Hadoop Engineer Resume
Mountain View, CA
SUMMARY:
- 3 years of experience in Hadoop, Sqoop, Flume, Hive, PIG, MapReduce and HBASE with exposure to projects from different business verticals.
- 4 years of database and Linux systems administration experience.
- Expertise on Hadoop architecture, YARN, MapReduce and Hadoop EcoSystem components.
- Experience in planning, deploying and managing multi - node development, testing and production Hadoop clusters with eco-system components like HIVE, PIG, SQOOP, OOZIE, FLUME, HCATALOG and ZOOKEEPER. Cluster management using Cloudera manager and Hortonworks Ambari.
- As a admin involved in Cluster maintenance, troubleshooting, Monitoring and followed proper backup & Recovery strategies.
- Experience in Amazon AWS cloud services (EC2, EBS, S3). Experience in managing Hadoop clusters using Cloudera Manager Tool.
- Experience in analyzing the security requirements for Hadoop and integrating with Kerberos authentication infrastructure- KDC server setup, creating realm /domain, managing principles, generating key tab file for each and every service and managing using key tab tools.
- Experience on setting up NameNode high availability for major production clusters and designed automatic failover control using Zookeeper and Quorum journal nodes.
- Experience in importing and exporting data from different databases like MySQL and Oracle DB into HDFS using Sqoop.
- Worked on streaming the data into HDFS from web servers using flume.
- Setting up automated 24x7 monitoring and escalation infrastructure for Hadoop clusters using Nagios and Ganglia.

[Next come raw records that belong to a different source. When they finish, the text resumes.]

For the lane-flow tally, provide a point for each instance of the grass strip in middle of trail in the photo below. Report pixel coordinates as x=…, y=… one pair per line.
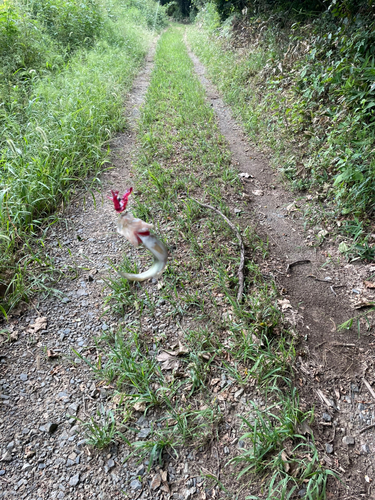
x=188, y=354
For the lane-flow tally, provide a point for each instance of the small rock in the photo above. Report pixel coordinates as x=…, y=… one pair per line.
x=141, y=470
x=238, y=394
x=329, y=448
x=50, y=427
x=136, y=485
x=73, y=409
x=348, y=440
x=143, y=433
x=109, y=465
x=7, y=457
x=365, y=449
x=188, y=494
x=156, y=482
x=74, y=480
x=74, y=430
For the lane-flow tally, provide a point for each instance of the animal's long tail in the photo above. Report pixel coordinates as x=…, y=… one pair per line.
x=160, y=253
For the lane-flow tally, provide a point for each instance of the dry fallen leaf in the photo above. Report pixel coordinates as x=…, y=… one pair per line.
x=156, y=482
x=284, y=458
x=13, y=336
x=168, y=361
x=285, y=304
x=363, y=303
x=52, y=354
x=292, y=207
x=215, y=381
x=40, y=324
x=139, y=406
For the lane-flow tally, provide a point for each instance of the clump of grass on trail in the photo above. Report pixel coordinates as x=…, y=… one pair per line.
x=304, y=89
x=176, y=381
x=62, y=91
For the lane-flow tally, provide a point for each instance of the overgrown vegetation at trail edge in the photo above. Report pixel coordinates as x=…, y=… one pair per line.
x=303, y=83
x=65, y=67
x=215, y=358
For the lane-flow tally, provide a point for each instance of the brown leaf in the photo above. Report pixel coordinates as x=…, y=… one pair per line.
x=284, y=458
x=285, y=304
x=363, y=303
x=223, y=396
x=215, y=381
x=156, y=482
x=52, y=354
x=139, y=406
x=165, y=488
x=13, y=336
x=168, y=361
x=40, y=324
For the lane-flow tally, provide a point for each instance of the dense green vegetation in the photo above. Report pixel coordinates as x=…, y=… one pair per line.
x=182, y=158
x=65, y=66
x=305, y=88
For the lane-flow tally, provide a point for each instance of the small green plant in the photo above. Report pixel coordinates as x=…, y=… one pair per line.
x=100, y=430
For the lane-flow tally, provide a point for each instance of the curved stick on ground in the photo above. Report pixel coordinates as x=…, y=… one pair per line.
x=137, y=232
x=242, y=259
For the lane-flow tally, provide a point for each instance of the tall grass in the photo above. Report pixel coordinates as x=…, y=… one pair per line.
x=61, y=99
x=306, y=91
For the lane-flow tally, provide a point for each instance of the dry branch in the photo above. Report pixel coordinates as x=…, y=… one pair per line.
x=242, y=259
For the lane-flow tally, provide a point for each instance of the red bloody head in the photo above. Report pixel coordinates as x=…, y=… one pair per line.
x=118, y=202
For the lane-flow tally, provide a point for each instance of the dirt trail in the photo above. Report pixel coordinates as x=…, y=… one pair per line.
x=43, y=453
x=331, y=361
x=42, y=461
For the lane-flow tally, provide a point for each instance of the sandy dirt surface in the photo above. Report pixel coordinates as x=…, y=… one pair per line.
x=43, y=392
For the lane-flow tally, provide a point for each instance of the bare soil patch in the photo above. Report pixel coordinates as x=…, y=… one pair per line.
x=42, y=387
x=322, y=296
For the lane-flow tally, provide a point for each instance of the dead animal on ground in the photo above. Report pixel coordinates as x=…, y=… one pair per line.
x=137, y=232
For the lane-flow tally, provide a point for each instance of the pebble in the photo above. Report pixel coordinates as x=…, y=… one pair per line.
x=348, y=440
x=143, y=433
x=136, y=485
x=73, y=409
x=7, y=457
x=329, y=448
x=50, y=427
x=74, y=480
x=109, y=465
x=365, y=449
x=156, y=482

- Experience in benchmarking, backup and disaster recovery of NameNode metadata.
- Performed major and minor upgrades, commissioning and decommissioning of data nodes on Hadoop cluster.
- Python and Shell scripting experience.
- Knowledge of Java Virtual Machine and multi-thread processing. Hands on Java programming knowledge.
- Expert in analyzing client’s existing Hadoop infrastructure and provide performance tuning accordingly.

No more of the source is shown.